Para responder ao titulo do teu post: muito mais importante do que desnaturalizar o pensamento neo-liberal (que é bastante claro, aliás), muito mais importante parece-me é, à esquerda, desnaturalizar o modelo conservador/continental, origem de enormes perversidades e de reprodução dos problemas. Há vários países que integram no sistema capitalista globalizado (aliás, ainda mais do que a França, proteccionista em tantos aspectos...) e que não têm estes problemas que geram estas críticas.

abraço
Hugo

Renato Carmo disse...

Caro Hugo, mais uma vez discordamos. Aliás, já estava à espera de um dos teus sempre bem-vindos lençóis :)
Este post tem um âmbito mais abrangente, o seu objectivo é o de questionar algumas dicotomias que se vão naturalizando até no pensamento de certa esquerda, como é exemplo o teu comentário.
Como refiro no post, não questiono a pertinência em flexiblizar a contratação laboral. O que eu questiono é se essa flexibilização reflectirá decisivamente na redução da exclusão social, como nos faz querer o discurso político dominante. E quando falo em exclusão refiro-me a grupos que não conseguem ingressar no sistema formal de emprego (as subclasses, se quiseres). Por isso, o teu exemplo do empresário é perfeitamente inadequado. Aliás, deverias reflectir melhor no modo como apresentas o teu raciocínio: tudo parece ser simples, linear e inevitável. Este post põe dúvidas e tenta apontar para alvos comuns à esquerda. Tu, em contrapartida, vens com certezas e desvalorizas esses alvos.
Quando referes:
"Para responder ao titulo do teu post: muito mais importante do que desnaturalizar o pensamento neo-liberal (que é bastante claro, aliás), muito mais importante parece-me é, à esquerda, desnaturalizar o modelo conservador/continental".
Não são discursos alternativos, pelo contrário são complementares. Agora o que eu te pergunto é: será que para ti desnaturalizar esse modelo conservador (de esquerda) que falas, passa por permitir e veicular a naturalização (e institucionalização) de um certo pensamento neoliberal?

Um abraço

Zèd disse...

Hugo,

Sem refutar o teu exemplo posso (pode-se) dar outros contra-exemplos. No caso do CPE, que foi felizmente retirado, duvido que tivesse tido algum impacto positivo no desemprego ou na diminuição da exclusão. No entanto era uma lei de flexibilização do emprego, particularmente no primeiro emprego, que teria levado apenas a uma maior precarização do primeiro emprego. A única consequência que teria tido era ter deixado o patronato com (ainda mais) a faca e o queijo na mão no que respeita à contratação de jovens. Teria, o patronato, muito mais margem de manobra para contratar a baixos salários. Não teria havido qualquer outra consequência.

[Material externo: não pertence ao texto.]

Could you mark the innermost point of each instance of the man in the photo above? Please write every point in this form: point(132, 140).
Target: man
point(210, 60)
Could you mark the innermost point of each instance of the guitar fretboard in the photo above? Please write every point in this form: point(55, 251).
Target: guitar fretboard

Isto não é para dizer que o teu exemplo não é válido, mas apenas que há exemplos e contra-exemplos que dependem do contexto, e das medidas concretas que são tomadas. O que demonstra, como faz o Renato no post, que não fórmula neo-liberal mágica que resolva todos os problemas, e que devemos evitar que esse dogma se incruste como uma inevitabilidade no discurso político. A flexibilização pode ser, e é, por vezes uma boa solução (e sempre dentro de determinadas regras), a flexibilização, e outros outros dogmas neo-liberais, não são SEMPRE a solução para TODOS os problemas (muito menos se forem desreguladas).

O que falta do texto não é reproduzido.